C. Personal character

This is not an exhaustive list, but three things stand out as key missional characteristics:


One of the key lessons of the last decade or so has been the rediscovery of teamwork as a core element in successful mission. Church leaders can see this as a threat, not least because of the way it has been used as a tool for managing decline, with parishes rationalised and clergy organised into teams where the outcome is that fewer people are doing more work. Another reason why teams are often suspect is our inherited individualism, which has deep roots not only in the sort of theology that values personal salvation over against the ecclesial community, but also in academic assessment practices which can make the apocalyptic separation of sheep and goats seem remarkably benign.

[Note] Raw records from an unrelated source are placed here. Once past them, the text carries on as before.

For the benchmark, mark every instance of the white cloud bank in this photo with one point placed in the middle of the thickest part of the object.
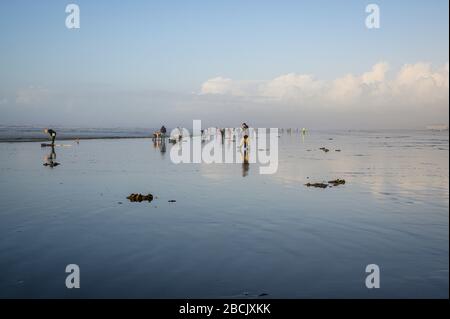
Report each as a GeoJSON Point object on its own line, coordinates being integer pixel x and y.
{"type": "Point", "coordinates": [418, 85]}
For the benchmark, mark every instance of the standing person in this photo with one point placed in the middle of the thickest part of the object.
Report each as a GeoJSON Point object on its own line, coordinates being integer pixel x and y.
{"type": "Point", "coordinates": [52, 134]}
{"type": "Point", "coordinates": [163, 131]}
{"type": "Point", "coordinates": [245, 143]}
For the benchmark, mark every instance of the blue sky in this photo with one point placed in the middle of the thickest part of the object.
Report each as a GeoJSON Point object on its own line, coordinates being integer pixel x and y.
{"type": "Point", "coordinates": [173, 47]}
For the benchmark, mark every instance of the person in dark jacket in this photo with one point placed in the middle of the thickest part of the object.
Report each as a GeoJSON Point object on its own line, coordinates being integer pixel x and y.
{"type": "Point", "coordinates": [52, 134]}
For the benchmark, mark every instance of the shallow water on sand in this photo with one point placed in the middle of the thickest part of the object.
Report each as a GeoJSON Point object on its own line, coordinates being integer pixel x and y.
{"type": "Point", "coordinates": [231, 232]}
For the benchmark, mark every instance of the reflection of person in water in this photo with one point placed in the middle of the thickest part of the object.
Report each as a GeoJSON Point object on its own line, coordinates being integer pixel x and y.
{"type": "Point", "coordinates": [50, 159]}
{"type": "Point", "coordinates": [245, 163]}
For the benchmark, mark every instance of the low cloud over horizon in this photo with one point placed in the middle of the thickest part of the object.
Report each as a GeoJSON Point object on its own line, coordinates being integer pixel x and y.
{"type": "Point", "coordinates": [413, 96]}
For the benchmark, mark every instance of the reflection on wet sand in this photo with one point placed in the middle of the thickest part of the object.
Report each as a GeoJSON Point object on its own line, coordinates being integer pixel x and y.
{"type": "Point", "coordinates": [50, 159]}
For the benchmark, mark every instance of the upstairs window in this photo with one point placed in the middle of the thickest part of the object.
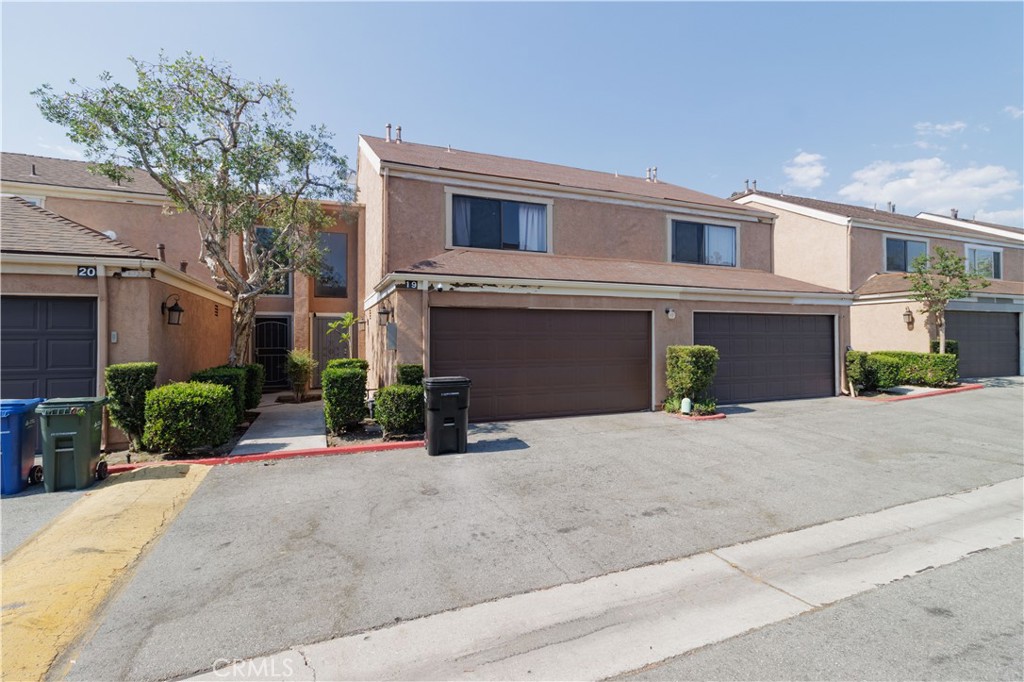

We have been conditioned by upbringing and education to believe that problems are solved by individuals going into their inner cave, working out solutions, and then telling others what they have decided. But wherever we look in the New Testament, we find teams at work. Jesus and Paul were both inspirational individuals who would no doubt have accomplished much had they worked alone, but they intentionally established teams and worked collaboratively not only with the members of those teams but with anyone else who shared aspects of their vision. The need for collaboration is more than mere pragmatism, and is actually a theological imperative in the strict sense of the word, based on the very character of God as Trinity and the divine action characterised as the missio Dei. This is another theme where the Bible can be a helpful dialogue partner, as Raymond Fung demonstrated almost a quarter of a century ago in his ground-breaking book The Isaiah Vision. [13]


According to Maximus the Confessor, “we should consider our life as a game played by children before God” [14] and knowing how to play is a key attribute for anyone seeking to engage missionally with today’s culture, whether that manifests itself as not taking ourselves too seriously or more proactively engaging in the sort of creativity that we find in the prophets and Jesus. The very mention of them highlights again the resilience of the tradition: whenever I come across those statements by Jesus about the first being last and the last being first (Matthew 19:30) I always imagine him moving people around from first to last, and vice versa, much like the holy fool of the middle ages. [15]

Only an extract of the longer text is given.